Rosenberg v Percival (2001) 205 CLR 434

Considered the limits of the duty to warn where the patient already had access to relevant information. The decision clarified how a patient’s own pre-existing knowledge shapes the scope of the doctor’s disclosure obligation.

Naxakis v Western General Hospital (1999) 197 CLR 269

Addressed the standard of care in diagnosis and treatment decisions, sitting alongside Rogers v Whitaker as a key authority on what Australian courts expect of medical practitioners in the conduct of their clinical work.

Common questions

Frequently asked questions about Rogers v Whitaker

The High Court held that doctors must warn patients of any risk that a reasonable person in their position would consider significant — including risks the patient has specifically asked about. The decision rejected the idea that medical practice itself sets the standard for disclosure, placing the focus firmly on the individual patient’s perspective and need for information.

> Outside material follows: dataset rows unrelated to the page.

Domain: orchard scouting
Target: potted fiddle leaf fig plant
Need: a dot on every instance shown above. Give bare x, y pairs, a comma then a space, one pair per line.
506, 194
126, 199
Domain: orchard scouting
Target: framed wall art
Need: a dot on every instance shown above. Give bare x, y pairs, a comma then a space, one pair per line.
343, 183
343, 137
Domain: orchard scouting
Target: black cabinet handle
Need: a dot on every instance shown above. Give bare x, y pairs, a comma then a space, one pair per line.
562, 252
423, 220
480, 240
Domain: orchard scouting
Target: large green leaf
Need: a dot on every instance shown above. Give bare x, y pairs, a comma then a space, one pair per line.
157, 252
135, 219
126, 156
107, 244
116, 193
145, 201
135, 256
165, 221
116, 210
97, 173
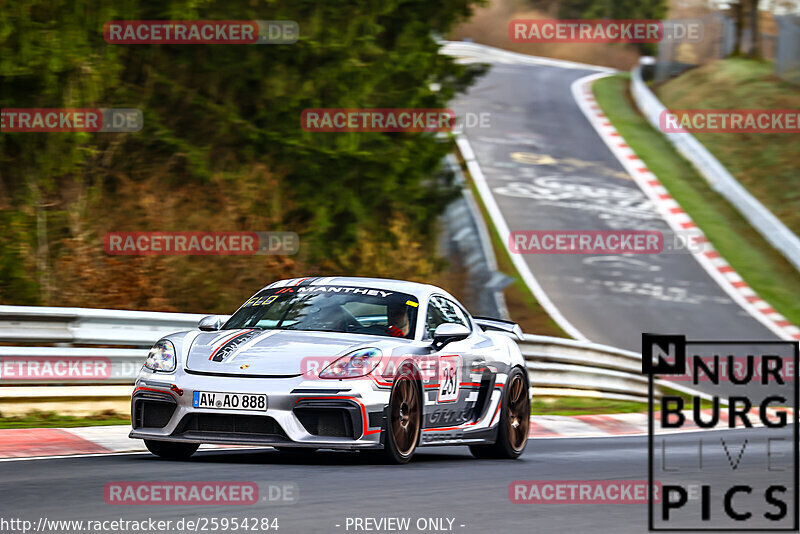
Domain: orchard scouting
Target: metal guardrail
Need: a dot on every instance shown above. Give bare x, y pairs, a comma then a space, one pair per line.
723, 182
560, 366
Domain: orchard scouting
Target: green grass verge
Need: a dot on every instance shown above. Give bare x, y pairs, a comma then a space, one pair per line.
760, 265
583, 406
765, 163
53, 420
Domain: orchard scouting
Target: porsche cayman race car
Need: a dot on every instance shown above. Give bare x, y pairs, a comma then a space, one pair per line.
380, 366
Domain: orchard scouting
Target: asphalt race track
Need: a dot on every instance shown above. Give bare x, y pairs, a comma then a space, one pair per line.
439, 483
547, 168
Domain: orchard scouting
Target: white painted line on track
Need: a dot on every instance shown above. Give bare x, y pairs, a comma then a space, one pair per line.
501, 226
677, 219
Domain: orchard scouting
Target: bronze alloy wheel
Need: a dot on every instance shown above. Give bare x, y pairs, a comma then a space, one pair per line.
405, 415
517, 413
512, 429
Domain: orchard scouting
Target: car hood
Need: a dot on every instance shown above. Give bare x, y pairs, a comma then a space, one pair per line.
270, 352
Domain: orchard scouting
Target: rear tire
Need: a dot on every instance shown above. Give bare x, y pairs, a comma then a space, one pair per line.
171, 450
515, 413
404, 423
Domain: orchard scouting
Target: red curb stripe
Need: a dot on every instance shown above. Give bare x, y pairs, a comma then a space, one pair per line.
27, 442
608, 424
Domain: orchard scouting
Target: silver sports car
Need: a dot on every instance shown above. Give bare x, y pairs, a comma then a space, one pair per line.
379, 366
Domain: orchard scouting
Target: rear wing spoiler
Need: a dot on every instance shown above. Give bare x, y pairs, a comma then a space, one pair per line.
509, 327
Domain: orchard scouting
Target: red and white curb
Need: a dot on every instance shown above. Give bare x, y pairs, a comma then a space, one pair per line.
709, 258
17, 444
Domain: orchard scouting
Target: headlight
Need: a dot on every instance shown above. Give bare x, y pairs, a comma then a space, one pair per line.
359, 363
161, 357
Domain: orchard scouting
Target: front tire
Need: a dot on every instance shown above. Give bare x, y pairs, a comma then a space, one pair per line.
515, 413
171, 450
404, 423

Rogers v Whitaker established the legal foundation for informed consent claims in Australia. If a doctor failed to warn you of a risk that then eventuated — and you would not have proceeded with the treatment had you known — the case may support a claim for medical negligence. Whether it applies to your specific situation depends on the facts, including what you were told, what questions you asked, and what you would have done differently.

Yes. While the Civil Liability Acts across Australian states have modified some aspects of negligence law, the duty to warn principle established in Rogers v Whitaker remains good law. It has been applied and affirmed in numerous subsequent decisions, including Chappel v Hart and Rosenberg v Percival. Courts continue to cite it regularly in medical negligence proceedings.

Possibly. If a risk was not disclosed to you, that risk materialised, and you would have made a different decision had you known about it, Rogers v Whitaker may be relevant to your claim. The strength of that claim depends on factors including how significant the risk was, whether you raised any specific concerns before consenting, and what a reasonable person in your position would have wanted to know. A specialist legal assessment is the most reliable way to understand where you stand.